Entretanto, eu tinha plena
consciência, sentado naquela cadeira fria da lanchonete do hospital, que não
era mais um menino, um jovem apaixonado por uma pessoa proibida. Sabia que já
era adulto, senhor responsável pelas minhas atitudes, e que por mais que a
noite de ontem terminara em briga, não poderia deixar o meu duradouro
relacionamento com David por Marrie. Seria muito melhor para mim esquecer tudo
o que estava acontecendo com os meus sentimentos e focar-me no pedido de
desculpas que deveria dar dali alguns minutos.
Fui surpreendido por Dr. Thomas,
que sentou-se a mesa fazendo um pouco de barulho:
- Vocês não vão acreditar quem
foi a última vítima do Dr. David! – disse ele, em tom baixo, mas audível para
nós que estávamos próximos.
Ao sair de meus devaneios,
percebi que o meu café já estava posto em minha frente.
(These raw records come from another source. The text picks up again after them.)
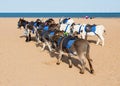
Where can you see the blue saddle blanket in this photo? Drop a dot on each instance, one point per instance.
(65, 21)
(92, 29)
(46, 28)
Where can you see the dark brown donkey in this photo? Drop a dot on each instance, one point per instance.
(79, 47)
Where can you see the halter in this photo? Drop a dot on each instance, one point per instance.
(79, 29)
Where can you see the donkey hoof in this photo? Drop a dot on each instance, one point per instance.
(26, 40)
(58, 63)
(70, 66)
(92, 71)
(81, 72)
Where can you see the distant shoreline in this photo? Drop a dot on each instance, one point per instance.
(56, 15)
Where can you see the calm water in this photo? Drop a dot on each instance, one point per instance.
(59, 14)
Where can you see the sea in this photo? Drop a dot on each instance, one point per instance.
(76, 15)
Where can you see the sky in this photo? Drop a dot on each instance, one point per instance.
(60, 6)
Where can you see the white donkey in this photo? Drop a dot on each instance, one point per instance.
(66, 21)
(92, 30)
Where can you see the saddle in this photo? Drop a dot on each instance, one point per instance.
(68, 41)
(90, 28)
(65, 21)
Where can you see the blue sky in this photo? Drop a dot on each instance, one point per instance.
(60, 6)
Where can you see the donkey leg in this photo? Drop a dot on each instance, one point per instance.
(90, 64)
(26, 39)
(70, 60)
(81, 58)
(50, 49)
(43, 47)
(59, 57)
(102, 40)
(98, 41)
(29, 37)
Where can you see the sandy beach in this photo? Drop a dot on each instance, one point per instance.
(24, 64)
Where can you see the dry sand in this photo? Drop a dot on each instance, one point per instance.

Dei um longo gole
enquanto ouvia, curioso, a peripécia que Dr. Thomas contava.
- Entrei aqui ontem por volta de
seis horas da tarde, para dar início ao meu plantão. As duas primeiras horas
foram muito tumultuadas, houve um acidente na Avenida 3, mas após isso, tudo se
aquietou neste hospital. Quando foi mais ou menos uma hora da manhã, fui até o
jardim fumar um cigarro, e adivinha quem o Dr. David estava deixando aqui na
porta? A ENFERMEIRA CELINA! – ao pronunciar o nome da tal enfermeira, Dr.
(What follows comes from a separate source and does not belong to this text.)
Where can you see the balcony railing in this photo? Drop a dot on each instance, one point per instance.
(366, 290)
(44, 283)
Thomas bateu uma palma levemente.
- Dr. David?! – não estava
acreditando no que acabara de ouvir.
- A enfermeira Celina? Meu Deus,
mas faz apenas duas semanas que ela começou a trabalhar aqui! Este Dr. David
faz questão de “batizar” todas que entram neste hospital. – Dr. John, um dos
médicos sentados à mesa, comentou e ao mesmo tempo ria com satisfação por estar
sabendo da novidade que logo percorreria todo o hospital.
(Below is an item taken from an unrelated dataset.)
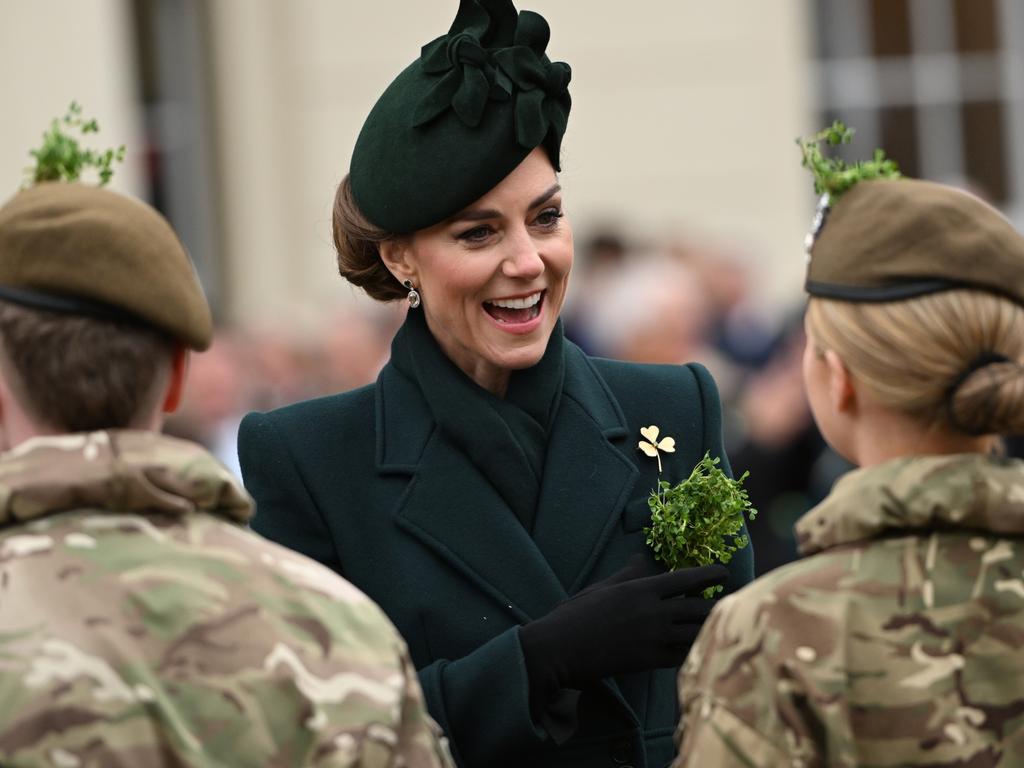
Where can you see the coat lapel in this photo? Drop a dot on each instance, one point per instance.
(587, 477)
(454, 510)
- Esperem, vocês estão falando do
mesmo Dr. David que eu estou pensando? – perguntei, espantado.
- E existe outro Dr. David neste
hospital, Doutor-Anjo? – retrucou Dr. Thomas.
- Este Paul é uma figura! –
sorriu Dr. John. – Só porque tem uma conduta implacável, fecha os olhos para o
que acontece neste hospital!
- E não venha me dizer que você
não sabe, Paul! O próprio Dr. David viu você na hora em que parou o carro aqui
na porta! Você estava dançando com a sua nova namorada na lanchonete do Sr.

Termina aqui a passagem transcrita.